The Guardian Hay Festival - Woodstock of the mind
UK - Stage Electrics has once again provided full technical production for the Guardian Hay Festival, held in Hay-on-Wye in the Brecon Beacons each summer. The world's leading literary festival, famously labelled by Bill Clinton as The Woodstock of the mind, has also exported its concept to create sister events in India, Columbia, Mexico, Spain, Maldives and Kenya.

In 23 years the event has grown from a number of venues in the picturesque town to a much larger greenfield site just outside. The site infrastructure is designed to ensure that visitors and guest celebrities alike enjoy the experience without traditional festival discomforts. Generous trackway and tentage ensure that encounters with mud, even in a wet year, are minimised; conversely, on sunny days there is plenty of space for visitors to relax on the lawns.

Content spans the literature readings and discussions for which the festival is most famous, and embraces comedy sessions and live music from folk and world music to rock&roll and jazz, with headliners in 2010 including Christy Moore, Natacha Atlas, Toumani Diabate, Stereophonics' Kelly Jones, Beth Orton, Ketil Bjornstad, The Whip, Dennis Rollins and Orquesta Buena Vista Social Club.

Stage Electrics has been responsible for the event's complete technical infrastructure and production since 2000, with the sole exception of 2006. The brief, from Hay Festival's technical director Paul Elkington to Stage Electrics project manager John Radford, encompasses site-wide and venue-wide power distribution, site lighting, and full technical facilities for each venue, including stage and house lighting, audio and AV systems including plasma screens and projection facilities.

The company's technical crews install all of these systems, and work closely with the concession groups to supply power to the individual concessions. Hay Festival crew handle day-to-day stage management and production operation, with Stage Electrics crew on hand to deal with special power, lighting or PA requirements and maintenance.

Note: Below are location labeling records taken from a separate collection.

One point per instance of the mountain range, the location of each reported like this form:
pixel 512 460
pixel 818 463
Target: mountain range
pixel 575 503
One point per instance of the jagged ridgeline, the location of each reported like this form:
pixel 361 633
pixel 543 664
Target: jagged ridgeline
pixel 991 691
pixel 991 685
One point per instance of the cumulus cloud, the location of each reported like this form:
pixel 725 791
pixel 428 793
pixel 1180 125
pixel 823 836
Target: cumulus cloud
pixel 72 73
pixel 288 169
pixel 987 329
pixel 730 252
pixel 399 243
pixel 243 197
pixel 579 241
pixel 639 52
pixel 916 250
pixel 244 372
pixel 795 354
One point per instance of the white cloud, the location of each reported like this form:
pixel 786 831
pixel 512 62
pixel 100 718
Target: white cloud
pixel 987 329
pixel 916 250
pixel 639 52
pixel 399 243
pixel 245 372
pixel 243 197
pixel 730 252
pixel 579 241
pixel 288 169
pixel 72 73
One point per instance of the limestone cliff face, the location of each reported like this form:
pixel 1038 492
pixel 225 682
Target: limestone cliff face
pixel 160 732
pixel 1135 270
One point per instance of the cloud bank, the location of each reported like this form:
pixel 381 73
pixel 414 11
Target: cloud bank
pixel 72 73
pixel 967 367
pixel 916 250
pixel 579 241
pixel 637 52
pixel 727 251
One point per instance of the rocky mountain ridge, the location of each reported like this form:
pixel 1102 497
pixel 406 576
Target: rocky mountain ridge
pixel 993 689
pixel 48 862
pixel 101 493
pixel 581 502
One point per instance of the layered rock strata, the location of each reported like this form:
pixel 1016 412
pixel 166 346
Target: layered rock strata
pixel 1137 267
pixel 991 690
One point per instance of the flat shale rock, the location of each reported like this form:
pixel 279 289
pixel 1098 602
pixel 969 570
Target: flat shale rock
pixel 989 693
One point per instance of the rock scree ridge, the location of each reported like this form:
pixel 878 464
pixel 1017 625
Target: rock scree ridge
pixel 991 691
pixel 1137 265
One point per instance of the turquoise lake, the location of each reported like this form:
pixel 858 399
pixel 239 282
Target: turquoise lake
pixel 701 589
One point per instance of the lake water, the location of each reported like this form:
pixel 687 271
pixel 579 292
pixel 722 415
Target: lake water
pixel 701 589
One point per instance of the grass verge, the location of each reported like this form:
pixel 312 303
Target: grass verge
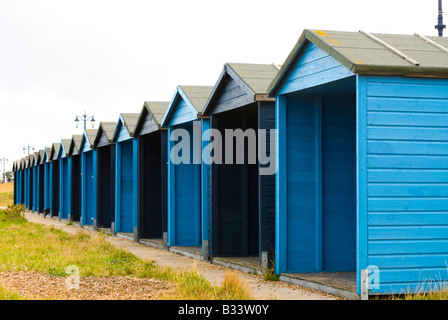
pixel 28 246
pixel 6 199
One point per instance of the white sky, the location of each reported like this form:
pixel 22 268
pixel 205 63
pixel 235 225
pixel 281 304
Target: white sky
pixel 59 58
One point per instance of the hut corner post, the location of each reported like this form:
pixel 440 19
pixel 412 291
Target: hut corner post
pixel 440 26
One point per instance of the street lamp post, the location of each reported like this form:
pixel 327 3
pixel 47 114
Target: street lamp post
pixel 4 161
pixel 84 119
pixel 440 26
pixel 27 149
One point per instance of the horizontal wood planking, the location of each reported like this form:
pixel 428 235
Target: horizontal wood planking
pixel 314 67
pixel 183 113
pixel 407 173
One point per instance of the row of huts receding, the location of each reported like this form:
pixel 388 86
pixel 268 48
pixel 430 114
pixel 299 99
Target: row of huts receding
pixel 358 202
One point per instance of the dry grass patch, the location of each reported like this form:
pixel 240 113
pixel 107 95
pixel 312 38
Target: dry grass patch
pixel 47 251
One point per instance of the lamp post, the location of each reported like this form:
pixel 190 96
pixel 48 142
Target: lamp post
pixel 84 119
pixel 26 150
pixel 4 161
pixel 440 26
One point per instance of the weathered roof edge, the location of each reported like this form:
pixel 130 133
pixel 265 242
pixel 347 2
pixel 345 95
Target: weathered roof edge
pixel 357 68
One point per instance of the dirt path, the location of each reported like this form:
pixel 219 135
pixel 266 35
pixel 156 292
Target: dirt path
pixel 215 274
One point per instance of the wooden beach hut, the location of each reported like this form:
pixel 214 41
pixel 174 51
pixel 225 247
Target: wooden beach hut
pixel 242 218
pixel 106 175
pixel 152 174
pixel 64 179
pixel 186 230
pixel 126 153
pixel 362 149
pixel 88 178
pixel 75 185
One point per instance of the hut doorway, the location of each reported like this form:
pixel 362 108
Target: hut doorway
pixel 106 186
pixel 235 214
pixel 152 222
pixel 76 189
pixel 321 179
pixel 55 189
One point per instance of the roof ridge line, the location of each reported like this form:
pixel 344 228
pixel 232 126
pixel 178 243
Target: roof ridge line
pixel 390 48
pixel 432 42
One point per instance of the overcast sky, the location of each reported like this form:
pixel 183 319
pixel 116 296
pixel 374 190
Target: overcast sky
pixel 59 58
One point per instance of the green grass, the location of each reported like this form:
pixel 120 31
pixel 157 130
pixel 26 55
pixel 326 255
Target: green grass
pixel 8 294
pixel 6 199
pixel 29 246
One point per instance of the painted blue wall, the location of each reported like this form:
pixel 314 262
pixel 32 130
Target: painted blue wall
pixel 404 197
pixel 205 186
pixel 35 188
pixel 64 185
pixel 88 187
pixel 184 196
pixel 47 182
pixel 399 135
pixel 124 187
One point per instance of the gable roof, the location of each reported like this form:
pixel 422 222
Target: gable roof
pixel 75 144
pixel 48 153
pixel 129 120
pixel 255 77
pixel 194 96
pixel 64 145
pixel 41 156
pixel 376 54
pixel 156 110
pixel 54 149
pixel 108 127
pixel 88 136
pixel 36 158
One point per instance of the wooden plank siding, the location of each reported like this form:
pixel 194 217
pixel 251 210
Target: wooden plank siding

Venues range in size from gazebos and small cafés seating a few dozen people to the 1500-seat Barclays Wealth Pavilion with its grandstand seating, compact EAW line array PA, automated stage lighting and a large video projection screen. Filling the spectrum in between are an 800-seat venue and a 420-seat cinema, and several 200-plus venues. Stages open at 9:00 am and run through to 11:00 pm, with key events individually ticketed, although general site admission is free.

With such variety, and the fact that performances can be moved from one venue to another at short notice to maximise audience capacity in line with ticket demand, well planned logistics and communications are major factors in the smooth running of the whole operation. The need for crew to be particularly on their toes is seen when, for instance, a particular lecture is scheduled for a 200-seat venue but sells out very quickly, requiring a sudden change of venue to allow more people into see it.

The relationship with Hay Festival and its participants has given the Stage Electrics team much insight into the particular needs of the event, including the variabilities of concessions' power requirements, for which a generous allowance is made, as well as the need to have a copious supply of spare equipment and parts on hand to deal with technical contingencies, unannounced guest performers and inclement weather.

At the end of the festival, Stage Electrics' crew swiftly remove the technical systems from site, allowing the Hay Festival team to restore the green fields to their natural state.